Figure 6. Flow cytometry identifies Listeria-infected cells

Flow cytometry of WT and Batf3^−/− (KO) splenocytes from uninfected and infected mice at 18 hours after infection at the indicated inocula was performed with anti-Listeria antibody and (A) Ly6C and Ly6G to identify PMNs, (B) Ly6C and CD11b to identify inflammatory monocytes, and (C) CD11c, Ly6C, Ly6G, CD8α, and CD205 to identify cDCs. Numbers represent the percentage of cells within the indicated gates.
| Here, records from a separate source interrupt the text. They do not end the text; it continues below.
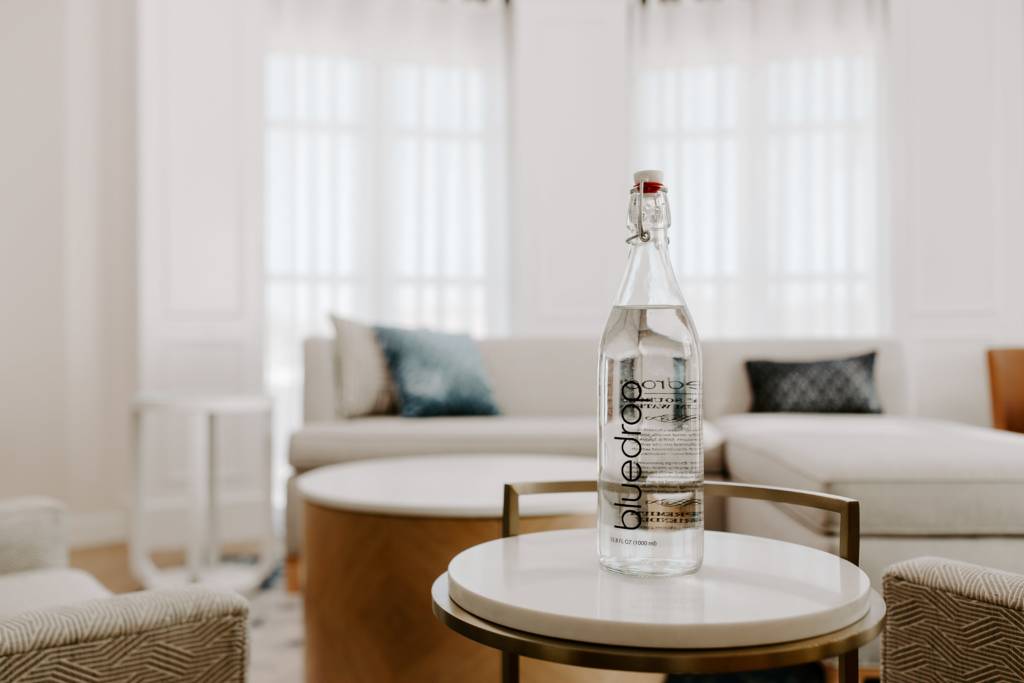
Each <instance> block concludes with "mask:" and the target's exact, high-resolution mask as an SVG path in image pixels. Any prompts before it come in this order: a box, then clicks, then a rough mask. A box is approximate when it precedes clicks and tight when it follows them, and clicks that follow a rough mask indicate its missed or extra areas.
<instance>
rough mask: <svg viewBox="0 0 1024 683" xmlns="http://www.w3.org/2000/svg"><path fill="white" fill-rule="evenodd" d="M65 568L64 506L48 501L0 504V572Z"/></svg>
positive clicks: (67, 520)
mask: <svg viewBox="0 0 1024 683" xmlns="http://www.w3.org/2000/svg"><path fill="white" fill-rule="evenodd" d="M63 566H68V520H67V513H66V510H65V506H63V505H62V504H61V503H60V502H59V501H55V500H53V499H50V498H43V497H41V496H37V497H27V498H14V499H9V500H6V501H0V573H10V572H12V571H25V570H26V569H42V568H46V567H63Z"/></svg>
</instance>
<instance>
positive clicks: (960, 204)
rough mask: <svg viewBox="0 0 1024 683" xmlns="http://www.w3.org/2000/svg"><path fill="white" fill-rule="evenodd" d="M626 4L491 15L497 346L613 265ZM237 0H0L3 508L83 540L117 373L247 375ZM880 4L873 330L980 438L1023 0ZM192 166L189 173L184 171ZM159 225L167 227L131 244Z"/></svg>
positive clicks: (119, 464)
Figure 7. Flow cytometry identifies cells infected with LLO-deficient L. monocytogenes

Flow cytometry of WT and Batf3^−/− (KO) splenocytes from uninfected and infected mice at 18 hours after infections at the indicated inocula of LLO-deficient L. monocytogenes was performed with anti-Listeria antibody and (A) CD11c, B220, CD8α, and Langerin to identify cDCs, or (B) Ly6C and Ly6G to identify PMNs. Numbers represent the percentage of cells within the indicated gates.